My Baba didn’t didn’t understand my bad mood at all and followed me chuckling. While I was thinking

“Crazy Indians!”

he was probably thinking

“Crazy Westerners!”




March 2008

The wedding issue was keeping us pretty busy. Which papers would we need? Baba actually did not have any but an Ashram I.D. He left his home at the age of eleven and had not returned there since; who cares about papers when you are only eleven years old and run away from home?

Would that be enough to get married at least in the temple? A spiritual marriage is as valid as a court marriage for life in society, but not for legal matters. The first one would already be enough for now.
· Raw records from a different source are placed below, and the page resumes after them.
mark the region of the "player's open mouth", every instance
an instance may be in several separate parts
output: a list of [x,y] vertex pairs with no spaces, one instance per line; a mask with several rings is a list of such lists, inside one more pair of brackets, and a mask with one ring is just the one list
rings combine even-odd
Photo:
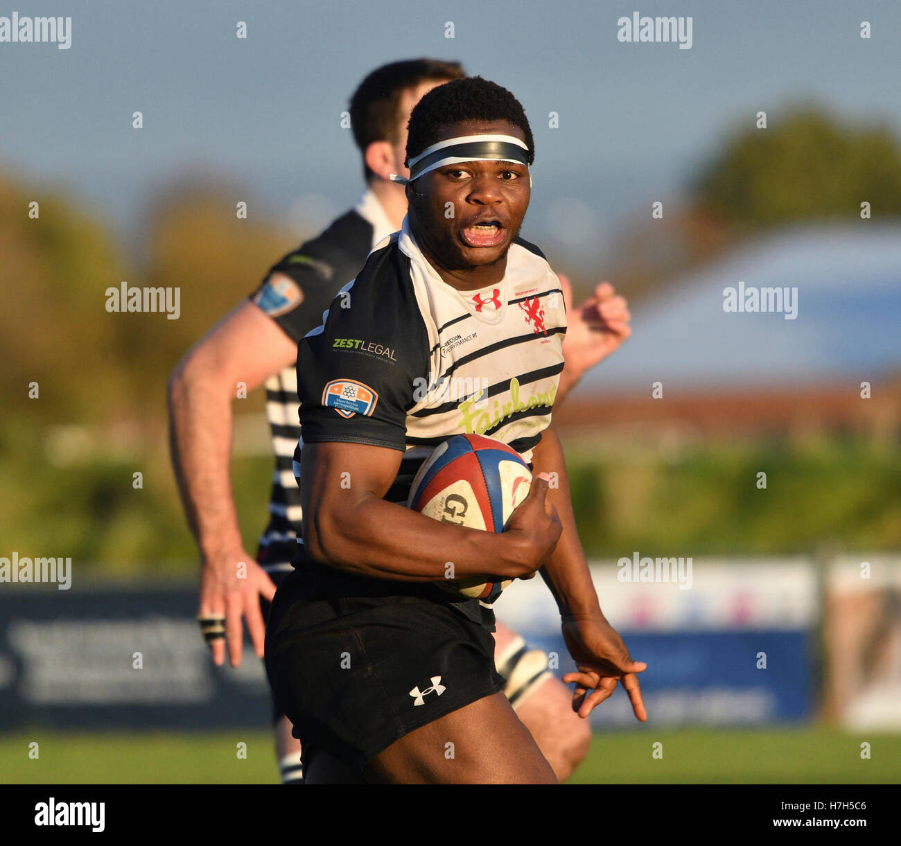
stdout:
[[460,233],[469,247],[496,247],[506,237],[506,230],[497,221],[479,221]]

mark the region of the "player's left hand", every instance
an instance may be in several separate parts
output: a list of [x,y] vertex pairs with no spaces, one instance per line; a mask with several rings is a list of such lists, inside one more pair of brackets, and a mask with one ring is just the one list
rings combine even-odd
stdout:
[[563,358],[578,378],[620,348],[632,334],[629,306],[609,282],[601,282],[579,305],[572,305],[572,286],[557,274],[563,290],[567,311],[567,331],[563,338]]
[[[576,661],[578,672],[567,673],[563,681],[575,683],[572,708],[580,717],[587,717],[595,705],[608,698],[619,679],[629,694],[635,716],[643,723],[648,719],[642,699],[637,673],[647,669],[643,661],[633,661],[616,630],[603,614],[590,618],[567,618],[563,621],[563,640]],[[588,693],[588,691],[591,693]]]

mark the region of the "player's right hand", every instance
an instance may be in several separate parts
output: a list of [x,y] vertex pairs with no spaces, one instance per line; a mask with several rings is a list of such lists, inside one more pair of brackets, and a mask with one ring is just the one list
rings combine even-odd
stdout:
[[532,578],[551,557],[563,526],[557,509],[548,502],[551,477],[539,473],[532,480],[529,496],[514,509],[504,534],[516,544],[511,569],[514,578]]
[[253,649],[263,657],[266,621],[259,597],[272,601],[276,586],[266,571],[242,547],[231,552],[205,556],[200,566],[199,616],[224,616],[225,640],[213,641],[213,663],[221,667],[228,646],[229,663],[241,664],[244,641],[241,619],[247,620]]

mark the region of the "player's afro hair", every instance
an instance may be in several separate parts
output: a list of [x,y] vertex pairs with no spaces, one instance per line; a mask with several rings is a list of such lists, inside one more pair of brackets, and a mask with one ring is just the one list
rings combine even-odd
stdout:
[[525,134],[529,164],[535,160],[535,142],[523,105],[506,88],[483,79],[464,77],[429,91],[414,106],[407,124],[406,161],[438,141],[441,131],[461,121],[509,121]]

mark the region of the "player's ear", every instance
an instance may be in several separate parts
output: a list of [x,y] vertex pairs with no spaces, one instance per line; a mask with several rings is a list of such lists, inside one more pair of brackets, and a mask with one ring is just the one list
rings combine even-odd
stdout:
[[394,148],[389,141],[373,141],[366,148],[363,156],[367,167],[386,182],[395,172]]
We were so busy, that we did not find time anymore to sit and talk to the travelers who stayed in the same guesthouse and all the things India-travelers usually do, passed me by unnoticed.

Then One day, the lawyer showed up. He was in his early forties and looked like the average Indian of his age. He was short and pot-bellied with gold-framed glasses and wore his oiled hair side parted. He seemed friendly and I had the impression that he was an honest person; in the end he was a friend’s friend.


We sat down and words that sounded like English were bubbling out of his mouth while he was rolling a joint. Somehow I barely understood a quarter of what he was trying to say. I caught that he had married a mixed couple before and asked me if it would be a problem for me to convert to Hinduism, which would make things much easier.

I did not have any problem with that. There is only one god and I think that he or she doesn’t care too much in which way you try to approach him or her. I never was a much practising Christian and maybe I even knew a bit more about Hinduism than I did about Christian religion.

“This good” said the lawyer “Then you only need Hindu name for conversion certificate”

“Cool!” I thought “I would get to choose a new name for myself! How many times in your life you get a chance like that?”

Right away female Hindu names I heard before and liked rushed through my mind. I wanted one with a really nice meaning that suited me.

All of a sudden something strange happened inside my mind; the entire situation seemed totally abstract. At that precise moment I had the sensation to be swimming in the shallow water near the ocean shore, but when I tried to touch the ground with my feet, I realized that there was an immense nothingness underneath me.

I came back to my senses when Vijay showed up shouting happily

“Uma! Uma is a good name!”

“No way! Uma sounds like Oma, which means grandmother in German!” I replied harshly.

The lawyer turned to me and said something like “You still have much time. No hurry, chicken curry!”  Then he lit another spliff and off he drove on his rattling scooter that looked older than dirt.

Three days later the lawyer called Baba on his cellphone. The news was that we had to show up the next day in the court in Haridwar to sign the conversion certificate.

“Oh, then I have to choose my Hindu name today” I said

“No. Lawyer already putting Uma on the paper” answered Baba



Sometimes life just takes decisions for you…

In the end I have to say that Uma really is a cool name. She is one aspect of the goddess Parvati, who is Shiva’s consort.

A story tells that Parvati finally got tired of being ignored by her husband, who dwelled in constant meditation. She left her home to become a wandering hermit and practiced such harsh self-denial, that eventually Shiva, god of ascetics, received her as his most devoted worshipper and they were reconciled.

Her name is said to have been given to her by her mother, who upon learning of Parvati’s plan to practice extreme self-denial, cried out, “U! Ma!” which means “Oh! Don’t!”

I guess my mother would have said something similar if she knew about my wedding plans!

Uma was actually the perfect name for me!